13 January 2003
The Daily Telegraph
Philip Johnston
Philip Johnston talks to the Ulster policeman who says he was forced to retire after leading the inquiry into last year's Castlereagh break-in.
Bill Lowry is an angry man. After 30 years as a police officer in Northern Ireland, he was forced to quit as head of Belfast's Special Branch shortly before Christmas in the murkiest of circumstances.
Although he walked away with a full pension and an exemplary discharge, Mr Lowry, 55, was given no option but to leave, just 10 weeks away from retirement.

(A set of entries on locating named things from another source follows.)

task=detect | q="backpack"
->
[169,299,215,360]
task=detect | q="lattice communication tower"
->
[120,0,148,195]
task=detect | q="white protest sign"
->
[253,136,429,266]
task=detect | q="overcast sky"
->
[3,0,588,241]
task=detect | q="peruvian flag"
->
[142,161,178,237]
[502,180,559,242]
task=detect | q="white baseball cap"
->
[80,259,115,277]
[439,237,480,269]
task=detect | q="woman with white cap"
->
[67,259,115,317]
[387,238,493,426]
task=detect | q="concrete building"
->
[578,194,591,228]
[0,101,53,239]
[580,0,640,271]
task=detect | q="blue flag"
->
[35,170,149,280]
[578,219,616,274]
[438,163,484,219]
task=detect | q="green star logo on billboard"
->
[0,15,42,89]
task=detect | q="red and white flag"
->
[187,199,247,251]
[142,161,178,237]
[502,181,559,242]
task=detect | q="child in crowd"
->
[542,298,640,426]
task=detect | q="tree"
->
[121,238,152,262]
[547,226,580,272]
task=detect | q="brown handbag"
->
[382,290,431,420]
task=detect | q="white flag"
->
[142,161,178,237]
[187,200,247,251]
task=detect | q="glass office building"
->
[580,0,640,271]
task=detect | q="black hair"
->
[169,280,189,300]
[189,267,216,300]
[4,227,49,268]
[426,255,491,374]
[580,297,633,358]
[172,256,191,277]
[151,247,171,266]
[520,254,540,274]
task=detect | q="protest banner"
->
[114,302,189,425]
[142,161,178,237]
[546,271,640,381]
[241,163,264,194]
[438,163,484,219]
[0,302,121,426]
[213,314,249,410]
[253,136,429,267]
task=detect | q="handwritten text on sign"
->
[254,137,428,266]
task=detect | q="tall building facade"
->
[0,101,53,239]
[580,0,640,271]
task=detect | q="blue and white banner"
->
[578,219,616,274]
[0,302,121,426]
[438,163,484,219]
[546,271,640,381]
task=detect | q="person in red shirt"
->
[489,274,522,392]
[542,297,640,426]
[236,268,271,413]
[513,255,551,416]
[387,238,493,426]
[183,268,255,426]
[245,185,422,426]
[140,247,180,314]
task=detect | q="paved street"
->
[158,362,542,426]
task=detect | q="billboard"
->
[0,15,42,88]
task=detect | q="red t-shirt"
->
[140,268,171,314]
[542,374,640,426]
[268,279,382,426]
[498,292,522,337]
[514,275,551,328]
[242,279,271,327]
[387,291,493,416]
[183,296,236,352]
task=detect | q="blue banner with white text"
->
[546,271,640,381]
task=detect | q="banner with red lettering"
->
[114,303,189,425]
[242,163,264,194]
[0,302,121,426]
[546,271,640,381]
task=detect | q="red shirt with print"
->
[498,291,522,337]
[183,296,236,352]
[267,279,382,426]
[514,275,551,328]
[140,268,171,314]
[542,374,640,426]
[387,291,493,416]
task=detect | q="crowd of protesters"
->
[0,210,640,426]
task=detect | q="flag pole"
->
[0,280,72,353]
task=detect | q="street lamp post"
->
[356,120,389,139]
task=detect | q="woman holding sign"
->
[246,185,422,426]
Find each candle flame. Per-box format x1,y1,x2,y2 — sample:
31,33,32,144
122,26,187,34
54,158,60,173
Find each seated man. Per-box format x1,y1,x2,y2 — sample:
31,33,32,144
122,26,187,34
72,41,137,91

He believes, as do some of his colleagues, that pressure for him to be ousted was applied from London - possibly by MI5, which wants greater control over Special Branch's role in Northern Ireland.
The reason was to give Sinn Fein the scalp of a senior Special Branch officer as part of continuing efforts to revive the political process that collapsed amid allegations of a republican spy ring inside the Northern Ireland Office.
While Mr Lowry was doing what he saw as his job in trying to unmask agents at the heart of government, other powerful forces were unhappy that his investigations had helped to bring down the province's precariously-balanced institutions.
Sinn Fein has long despised the police Special Branch and has consistently called for its abolition or total reform. It has refused to sit on the Police Board of Northern Ireland partly because of a failure to disband the organisation.
So when Mr Lowry was blamed for leaking confidential information to the media and threatened with disciplinary action, a double purpose was served. He would become the sacrificial offering to Sinn Fein to atone for the police raid on its Stormont office; and his removal would be a sign to the republicans that the days of the Old Guard were numbered.
Mr Lowry should have retired last February. But, with Sir Ronnie Flanagan about to step down as chief constable of what used to be the Royal Ulster Constabulary, he agreed to stay on another 12 months as the head of Special Branch in the city of his birth to help to oversee the transition to the new regime under Hugh Orde.
Had he gone then he would now be enjoying a new and largely untroubled life in the private sector, bolstering his pension by offering his counter-terrorist expertise to anyone who wanted it.
But on March 17 last year - St Patrick's Day - three men broke into the Castlereagh headquarters of the Special Branch. Initially, Mr Lowry and his colleagues suspected that the break-in and theft of documents had been staged by disaffected members of military intelligence.
The burglars, who exploited lax security on a day when they knew there would be a dearth of staff, made off with documents containing the names of senior republicans. However, the information did not necessarily point to the identities of any used by the police, as was feared at first.
"They did not get the crown jewels," said one insider. "There was not enough information to put agents at risk. But if it could be tied up with other information it might have been more worrying."
Within a few days, intelligence sources suggested that the material taken from Castlereagh had found its way to IRA activists. Mr Lowry led a Special Branch operation to try to track it down. The investigations uncovered a far wider conspiracy. Documents that could have come only from inside the Northern Ireland Office had also fallen into republican hands. They included the transcript of a telephone conversation between Tony Blair and President Bush.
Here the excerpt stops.